Il mito rinascimentale della città ideale in Leonardo si concretizza in un disegno urbanistico che, oltre al rigore geometrico, si caratterizza per la perfetta integrazione con una rete di canali che deve servire sia per scopi commerciali sia come sistema fognario. Gli edifici sono concepiti come macchine idrauliche che, per mezzo di sistemi meccanici di sollevamento, distribuiscono l’acqua in tutte le stanze e nelle botteghe artigiane dove l’energia idraulica aziona vari tipi di macchine operatrici. Questa idea leonardesca, spinge il grande scienziato a dedicarsi allo studio della coclea archimedea; così, grazie all’integrazione di un motore idraulico con due viti di Archimede, egli riesce ad automatizzare il riempimento di un serbatoio (torre), avendo sempre a disposizione una scorta d’acqua da poter essere distribuita agli utilizzatori. Egli intuisce che la coclea non serve solo al sollevamento dell’acqua, ma produce essa stessa movimento: si tratta di una motrice idraulica, molto utile anche nelle operazioni di prosciugamento delle paludi (Codice Atlantico e Foster).

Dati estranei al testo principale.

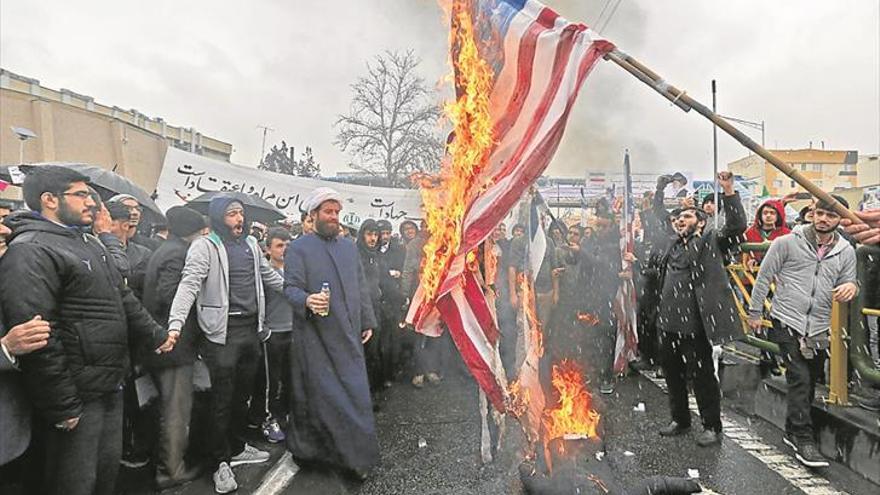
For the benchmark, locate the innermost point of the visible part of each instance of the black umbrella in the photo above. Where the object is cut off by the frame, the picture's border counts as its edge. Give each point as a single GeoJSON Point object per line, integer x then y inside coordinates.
{"type": "Point", "coordinates": [255, 207]}
{"type": "Point", "coordinates": [106, 182]}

Ancora oggi la vite di Archimede viene utilizzata in diversi contesti per sollevare sostanze agli stati solido, liquido e gassoso. Inoltre la coclea idraulica può essere applicata a dislivelli di acqua, poiché sfrutta l’energia potenziale in posizione stazionaria. Nel punto più alto, l’energia potenziale dell’acqua è massima e per effetto della conseguente caduta verso il punto più basso, viene convogliata in un rotore collegato a un generatore che trasforma l’energia cinetica - data dal movimento della coclea - in energia elettrica. Il fluido entra nella coclea, e precisamente nei suoi tre o quattro scomparti, nel punto più alto, mentre un motore, avviato da un impulso elettrico, la mette in movimento. I diversi compartimenti formano singole camere in cui l’acqua entrante spinge, grazie alla forza di gravità della terra, creando un principio di rotazione. L’energia prodotta dalla rotazione dell’albero della coclea viene trasmessa, attraverso un moltiplicatore a cinghia, a un generatore; la velocità di rotazione è minima, infatti quello che vince in questa tecnologia non è la velocità, ma la forza di spinta.

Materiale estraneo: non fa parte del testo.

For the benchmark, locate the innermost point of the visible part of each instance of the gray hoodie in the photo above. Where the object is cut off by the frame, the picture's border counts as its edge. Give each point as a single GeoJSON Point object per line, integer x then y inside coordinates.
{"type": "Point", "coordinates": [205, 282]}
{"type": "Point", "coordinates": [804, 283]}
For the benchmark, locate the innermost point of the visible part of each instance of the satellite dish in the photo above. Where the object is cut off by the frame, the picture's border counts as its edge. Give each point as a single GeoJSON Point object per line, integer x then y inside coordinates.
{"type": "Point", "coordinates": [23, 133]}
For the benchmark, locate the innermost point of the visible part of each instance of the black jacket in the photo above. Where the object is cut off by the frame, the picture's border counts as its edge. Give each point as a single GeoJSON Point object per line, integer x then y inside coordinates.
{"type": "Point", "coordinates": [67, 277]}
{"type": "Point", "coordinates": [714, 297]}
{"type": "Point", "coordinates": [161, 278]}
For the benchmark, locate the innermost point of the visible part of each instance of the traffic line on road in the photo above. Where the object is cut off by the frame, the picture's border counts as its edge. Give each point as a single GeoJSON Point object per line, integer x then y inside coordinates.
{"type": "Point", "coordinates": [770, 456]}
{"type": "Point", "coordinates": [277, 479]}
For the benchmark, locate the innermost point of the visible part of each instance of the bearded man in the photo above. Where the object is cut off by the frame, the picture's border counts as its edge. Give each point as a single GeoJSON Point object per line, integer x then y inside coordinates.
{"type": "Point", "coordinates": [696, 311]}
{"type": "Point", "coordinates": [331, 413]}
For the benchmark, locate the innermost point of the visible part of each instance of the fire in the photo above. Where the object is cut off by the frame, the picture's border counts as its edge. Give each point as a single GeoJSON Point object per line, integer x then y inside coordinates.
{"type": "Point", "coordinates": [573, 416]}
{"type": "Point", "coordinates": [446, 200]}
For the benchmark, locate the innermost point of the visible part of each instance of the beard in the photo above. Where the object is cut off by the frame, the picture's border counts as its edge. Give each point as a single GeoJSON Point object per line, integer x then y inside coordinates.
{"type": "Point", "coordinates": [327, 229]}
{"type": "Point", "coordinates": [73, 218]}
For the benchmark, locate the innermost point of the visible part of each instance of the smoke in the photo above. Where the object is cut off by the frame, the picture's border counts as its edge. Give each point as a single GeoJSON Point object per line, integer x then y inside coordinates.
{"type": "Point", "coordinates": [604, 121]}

Le possibilità di applicazione di tali tipi di impianto sono molteplici. Essi si prestano per lo sfruttamento degli effluenti trattati dagli impianti di depurazione, la ristrutturazione di centrali a turbina di dimensioni ridotte, di ex dighe di irrigazione e di vecchi mulini a ruota. In campo alimentare, si usa nei canali aperti colmi d’acqua per il trasporto di frutta e verdura. Infatti la vite permette ai prodotti di “annullare” il loro peso grazie alla spinta di Archimede, così che la coclea provvede a mettere in movimento il prodotto in modo delicato, senza comprometterne l’integrità.

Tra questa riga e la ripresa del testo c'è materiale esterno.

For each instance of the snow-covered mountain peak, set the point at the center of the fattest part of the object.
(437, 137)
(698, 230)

Nel caso di farine, cereali, granaglie, caffè, zucchero e granulari in genere, la coclea svolge non solo la funzione di trasporto, ma anche quella di dosatore del prodotto. Se invece si utilizzano coclee di grandissime dimensioni a cielo aperto, è possibile innalzare il livello dei bacini artificiali. Nel caso dei gas, le coclee possono essere usate al fine di generare dei flussi a pressione variabile, con lo scopo di realizzare dei compressori assiali.